Il y a eu des veillées similaires organisées samedi soir dans tout le pays, des non-Juifs se joignant aux Juifs pour exprimer leur solidarité.
« Je viens à vous le coeur lourd et brisé en mille morceaux par ce qu’il s’est passé aujourd’hui », a dit Debbie Almontaser, du Muslim Community Network de New York lors d’une veillée à l’Union square de Manhattan, organisée par le groupe Jews for Racial and Economic Justice.

Bend the Arc: Jewish Action, un groupe juif progressiste, s’est rendu à différentes veillées, de Boston au New Jersey en passant par Minneapolis.
A Squirrel Hill, les Juifs, dans la foule, commencent à chanter doucement des psaumes et des prières traditionnelles comme « Oseh Shalom », l’artisan de paix, « Gesher Tzar Meod », une passerelle très étroite et « Hineh Ma Tov uMah Naim » – ou combien il est agréable et plaisant pour des frères et des soeurs de se rassembler. Une bruine a commencé à tomber. Les parapluies s’ouvrent.
Avant la prière de la havdalah, les organisateurs de la veillée s’expriment.
« Un homme tellement haineux, si rempli d’antisémitisme, n’aurait jamais dû avoir la possibilité de prendre une arme », a commenté Cody Murphy, 17 ans. « Cet homme était un nazi et il a arraché onze vies parce qu’elles étaient juives. Nous avons le droit d’être en colère ».

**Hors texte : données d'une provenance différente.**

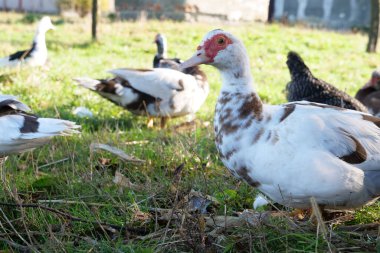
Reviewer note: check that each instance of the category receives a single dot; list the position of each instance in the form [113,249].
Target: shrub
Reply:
[83,7]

Sophia Levin, petite, hésitante, portant un chapeau en laine pour défier le froid, se place devant le micro.
« Aujourd’hui, je suis une juive différente », dit-elle. « Tree of Life était la synagogue où allaient mes grands-parents, là où nous allions pendant les grandes fêtes, nous y prenions tant de plaisir…Tree of Life ne sera plus jamais la même ».
Simone Rothstein raconte s’être abritée, ce matin, dans le sanctuaire de Beth Shalom, une synagogue avoisinante qu’elle fréquente chaque semaine pour les services, et avoir dû apaiser les angoisses de sa petite soeur de huit ans.
« Est-ce qu’il va venir ici ? » se souvient-elle avoir pensé. Dans une interview accordée peu après, le visage de Rothstein se crispe. Décrire cette journée à tous, à un journaliste ? Et si cela donnait des idées à d’autres esprits remplis de haine ?
« Ce n’est pas une bonne chose de ne pas pouvoir évoquer votre synagogue », dit-elle.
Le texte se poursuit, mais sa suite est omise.